Either you buy a real tree, shelling out good money, and haul it home strapped to the top of your car. That can’t be good for the paint. Or if you have an SUV I suppose you can shove it in the back, then pick pine tar off everything else you put back there for the rest of the year. Once you get it home, you have to care for it by dumping water in its base every day, which isn’t easy given that the widest part is right above where the water goes and you risk getting poked at best and drizzled with sap at worst. That’s the tree’s revenge for chopping it down. To add insult to injury, the thing sheds all over your floor and the needles track everywhere. At the end of the month, you have to drag it outside on one specific day for the community trash service to haul off and mulch for the park. At least it gives back to the environment.

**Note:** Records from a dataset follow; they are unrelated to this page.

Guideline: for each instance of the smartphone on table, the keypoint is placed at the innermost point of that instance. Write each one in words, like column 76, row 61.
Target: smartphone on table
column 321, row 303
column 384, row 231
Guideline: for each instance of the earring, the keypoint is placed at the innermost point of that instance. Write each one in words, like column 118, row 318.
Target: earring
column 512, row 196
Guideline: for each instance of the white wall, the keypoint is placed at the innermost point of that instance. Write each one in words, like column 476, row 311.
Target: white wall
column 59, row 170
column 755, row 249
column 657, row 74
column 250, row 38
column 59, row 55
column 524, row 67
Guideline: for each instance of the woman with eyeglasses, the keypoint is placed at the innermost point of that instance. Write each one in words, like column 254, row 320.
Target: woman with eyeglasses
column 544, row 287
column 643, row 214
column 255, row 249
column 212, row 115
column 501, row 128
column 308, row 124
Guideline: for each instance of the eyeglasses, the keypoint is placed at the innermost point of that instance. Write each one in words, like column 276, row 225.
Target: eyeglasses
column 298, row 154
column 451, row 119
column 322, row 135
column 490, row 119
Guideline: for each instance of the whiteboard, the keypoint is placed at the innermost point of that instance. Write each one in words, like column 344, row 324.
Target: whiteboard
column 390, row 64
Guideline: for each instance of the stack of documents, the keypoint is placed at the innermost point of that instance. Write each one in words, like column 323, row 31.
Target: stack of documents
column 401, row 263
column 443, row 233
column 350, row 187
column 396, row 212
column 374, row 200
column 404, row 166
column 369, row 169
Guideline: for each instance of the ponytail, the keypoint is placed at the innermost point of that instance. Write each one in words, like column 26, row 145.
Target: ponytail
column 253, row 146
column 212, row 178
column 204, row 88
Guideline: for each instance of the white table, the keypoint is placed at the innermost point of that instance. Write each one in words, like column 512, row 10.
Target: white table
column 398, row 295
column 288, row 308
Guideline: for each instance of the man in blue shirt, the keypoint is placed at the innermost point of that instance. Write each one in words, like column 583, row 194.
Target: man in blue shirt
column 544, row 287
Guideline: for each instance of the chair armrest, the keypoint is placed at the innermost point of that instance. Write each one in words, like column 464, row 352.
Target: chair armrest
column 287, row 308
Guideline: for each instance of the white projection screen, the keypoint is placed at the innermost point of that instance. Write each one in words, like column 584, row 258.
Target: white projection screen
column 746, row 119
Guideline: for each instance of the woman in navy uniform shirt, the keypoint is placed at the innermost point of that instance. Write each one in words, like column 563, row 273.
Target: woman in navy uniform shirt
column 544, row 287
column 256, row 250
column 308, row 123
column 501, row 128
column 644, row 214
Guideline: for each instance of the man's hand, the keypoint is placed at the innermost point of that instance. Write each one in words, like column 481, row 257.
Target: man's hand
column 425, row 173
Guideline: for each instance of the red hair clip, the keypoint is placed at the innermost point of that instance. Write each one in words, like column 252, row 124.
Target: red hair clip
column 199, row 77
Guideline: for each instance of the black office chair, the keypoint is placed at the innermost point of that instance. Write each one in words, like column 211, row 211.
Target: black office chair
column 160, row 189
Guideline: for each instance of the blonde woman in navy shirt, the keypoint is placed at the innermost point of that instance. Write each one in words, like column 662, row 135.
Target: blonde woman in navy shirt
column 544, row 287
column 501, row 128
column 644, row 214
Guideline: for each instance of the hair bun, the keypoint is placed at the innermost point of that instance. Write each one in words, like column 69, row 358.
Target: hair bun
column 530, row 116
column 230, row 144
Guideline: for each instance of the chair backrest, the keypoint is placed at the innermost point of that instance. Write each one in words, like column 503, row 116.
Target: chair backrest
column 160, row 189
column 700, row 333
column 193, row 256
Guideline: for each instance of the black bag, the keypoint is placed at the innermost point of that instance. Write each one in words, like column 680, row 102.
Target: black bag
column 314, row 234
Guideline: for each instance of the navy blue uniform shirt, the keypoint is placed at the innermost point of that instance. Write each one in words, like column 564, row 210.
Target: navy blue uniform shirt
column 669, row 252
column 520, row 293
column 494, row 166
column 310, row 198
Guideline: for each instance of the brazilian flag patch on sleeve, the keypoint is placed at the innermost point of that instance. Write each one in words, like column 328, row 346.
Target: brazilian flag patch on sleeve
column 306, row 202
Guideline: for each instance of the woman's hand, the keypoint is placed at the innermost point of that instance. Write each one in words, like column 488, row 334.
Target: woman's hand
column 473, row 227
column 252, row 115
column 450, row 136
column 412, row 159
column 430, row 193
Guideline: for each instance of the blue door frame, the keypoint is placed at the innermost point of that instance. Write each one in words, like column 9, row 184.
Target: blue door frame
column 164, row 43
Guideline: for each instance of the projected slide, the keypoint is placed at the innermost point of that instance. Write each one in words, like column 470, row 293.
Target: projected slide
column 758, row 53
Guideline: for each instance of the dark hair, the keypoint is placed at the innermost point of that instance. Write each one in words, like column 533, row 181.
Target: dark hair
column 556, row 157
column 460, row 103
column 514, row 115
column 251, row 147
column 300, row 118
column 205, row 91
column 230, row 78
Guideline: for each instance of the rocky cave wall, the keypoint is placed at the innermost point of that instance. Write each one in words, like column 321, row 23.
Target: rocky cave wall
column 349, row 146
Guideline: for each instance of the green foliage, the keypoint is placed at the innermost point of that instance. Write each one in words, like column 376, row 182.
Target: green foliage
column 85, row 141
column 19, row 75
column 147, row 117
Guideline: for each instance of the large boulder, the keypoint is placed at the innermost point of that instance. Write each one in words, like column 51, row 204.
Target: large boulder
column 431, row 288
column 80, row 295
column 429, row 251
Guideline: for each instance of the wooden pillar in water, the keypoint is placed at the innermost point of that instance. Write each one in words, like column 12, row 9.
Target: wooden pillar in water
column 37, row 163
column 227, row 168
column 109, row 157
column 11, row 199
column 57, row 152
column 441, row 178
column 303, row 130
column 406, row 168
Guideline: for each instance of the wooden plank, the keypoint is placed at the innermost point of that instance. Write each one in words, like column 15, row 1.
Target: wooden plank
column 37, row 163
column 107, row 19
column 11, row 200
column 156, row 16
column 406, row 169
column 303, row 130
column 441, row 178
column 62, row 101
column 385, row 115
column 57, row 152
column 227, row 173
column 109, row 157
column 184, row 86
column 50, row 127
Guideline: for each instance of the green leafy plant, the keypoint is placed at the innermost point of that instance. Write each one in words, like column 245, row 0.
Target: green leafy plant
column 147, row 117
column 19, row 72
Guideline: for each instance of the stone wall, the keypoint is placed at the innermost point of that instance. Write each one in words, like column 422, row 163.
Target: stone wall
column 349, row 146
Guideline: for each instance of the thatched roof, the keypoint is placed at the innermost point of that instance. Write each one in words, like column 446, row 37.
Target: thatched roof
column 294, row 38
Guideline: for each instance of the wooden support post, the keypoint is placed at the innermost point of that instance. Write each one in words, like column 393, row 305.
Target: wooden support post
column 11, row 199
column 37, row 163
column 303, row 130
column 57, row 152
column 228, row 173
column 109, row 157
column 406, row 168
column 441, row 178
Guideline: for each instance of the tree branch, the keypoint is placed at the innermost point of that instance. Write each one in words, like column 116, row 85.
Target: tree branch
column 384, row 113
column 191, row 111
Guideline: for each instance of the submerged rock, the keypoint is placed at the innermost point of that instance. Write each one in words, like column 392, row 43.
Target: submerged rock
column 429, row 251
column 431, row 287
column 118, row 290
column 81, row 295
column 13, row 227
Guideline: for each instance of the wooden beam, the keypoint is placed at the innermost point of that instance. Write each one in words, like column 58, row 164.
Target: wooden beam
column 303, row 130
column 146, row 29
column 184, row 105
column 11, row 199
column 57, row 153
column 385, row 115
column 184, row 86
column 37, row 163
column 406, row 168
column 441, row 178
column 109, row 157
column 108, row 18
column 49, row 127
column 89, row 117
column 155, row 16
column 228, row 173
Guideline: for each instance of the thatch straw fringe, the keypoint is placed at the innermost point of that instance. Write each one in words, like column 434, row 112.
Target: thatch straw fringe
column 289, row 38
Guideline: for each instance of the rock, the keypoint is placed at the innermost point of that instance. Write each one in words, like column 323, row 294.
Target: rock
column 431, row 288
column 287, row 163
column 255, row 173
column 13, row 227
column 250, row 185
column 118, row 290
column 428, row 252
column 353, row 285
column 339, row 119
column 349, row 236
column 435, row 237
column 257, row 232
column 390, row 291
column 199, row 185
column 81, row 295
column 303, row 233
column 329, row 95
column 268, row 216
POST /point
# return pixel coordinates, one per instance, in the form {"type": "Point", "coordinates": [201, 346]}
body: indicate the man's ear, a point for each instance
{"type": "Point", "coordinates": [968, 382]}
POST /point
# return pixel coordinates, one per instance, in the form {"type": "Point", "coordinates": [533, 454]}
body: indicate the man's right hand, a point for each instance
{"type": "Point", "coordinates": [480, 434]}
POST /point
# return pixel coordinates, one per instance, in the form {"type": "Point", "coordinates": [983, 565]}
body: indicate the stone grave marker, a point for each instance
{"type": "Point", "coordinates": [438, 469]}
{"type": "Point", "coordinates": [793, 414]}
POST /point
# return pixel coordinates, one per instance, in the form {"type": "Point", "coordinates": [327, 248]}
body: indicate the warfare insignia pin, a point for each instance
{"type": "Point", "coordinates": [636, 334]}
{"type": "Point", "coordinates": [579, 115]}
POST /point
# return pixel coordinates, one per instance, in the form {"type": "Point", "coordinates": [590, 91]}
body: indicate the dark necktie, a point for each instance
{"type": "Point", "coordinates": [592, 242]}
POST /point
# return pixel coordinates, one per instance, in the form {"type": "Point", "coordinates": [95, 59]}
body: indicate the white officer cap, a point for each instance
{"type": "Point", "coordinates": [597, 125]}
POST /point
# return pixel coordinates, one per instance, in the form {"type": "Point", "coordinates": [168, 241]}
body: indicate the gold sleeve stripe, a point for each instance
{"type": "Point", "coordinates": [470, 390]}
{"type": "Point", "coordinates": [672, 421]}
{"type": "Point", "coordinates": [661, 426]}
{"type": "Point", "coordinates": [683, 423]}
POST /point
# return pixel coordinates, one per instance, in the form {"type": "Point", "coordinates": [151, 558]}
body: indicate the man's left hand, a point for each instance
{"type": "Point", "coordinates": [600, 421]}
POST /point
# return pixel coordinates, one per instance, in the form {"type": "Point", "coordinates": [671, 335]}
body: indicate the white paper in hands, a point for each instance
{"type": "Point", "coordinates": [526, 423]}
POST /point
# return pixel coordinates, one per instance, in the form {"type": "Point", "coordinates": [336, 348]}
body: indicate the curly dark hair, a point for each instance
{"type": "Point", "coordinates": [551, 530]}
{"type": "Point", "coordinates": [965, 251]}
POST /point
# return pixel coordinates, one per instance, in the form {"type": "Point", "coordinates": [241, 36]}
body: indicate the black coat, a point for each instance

Conversely, you invest in a fake tree, which then you have to disassemble and store for eleven months out of the year. And most of these don’t fold up nice and tidy into a wee box. Ours gets unceremoniously stuffed into giant garbage bags, hauled downstairs, and thrown on top of the bins with the ornaments and other decorations. Once a year you haul it back up, assemble it, arrange it (scratching the hell out of your arms in the process), and endanger your life by climbing a ladder to drape lights on it. Unless you’re super lucky and you decide to strip the non-functioning pre-lit lights off first.

This is the most inefficient decoration I can think of, either way you go about it. Can you tell where I am with the Christmas tree this year? I wonder if I will ever be able to look at it without profound hatred. It’s not looking good, tree.

However, or on the other hand, I am thrilled to say that for the most part, I am able to look at this blog with a feeling of pride and accomplishment. I wrote every day, even when I didn’t want to. I don’t know that I will continue to write here every single day, but I feel like I’m at least back in the habit of posting regularly. I say that now, and then tomorrow I’ll be too busy (or lazy, more like) and will use the fact that the month of posting is over as an excuse and then the same thing will happen the next day and then before I know it in January I’ll say, “Oh, crap. I haven’t posted in a long time.” So if I haven’t posted in a long time, please feel free to message me and tell me to get off my ass. Sometimes a girl needs a good kick in the pants. It should be about the time I’m taking the damn tree down and then you’ll get a play-by-play reckoning of how that goes. Given the start of the season, it should be a real hoot.

Of course, now that the damn tree is finished, at least with its illuminatory decorations, I don’t know what I’ll write about. It’s pretty sad when you get pissed that a Christmas tree has dominated your life only to discover that there wasn’t much there for it to beat out for your attention. Well, that thought is going to fester for a while.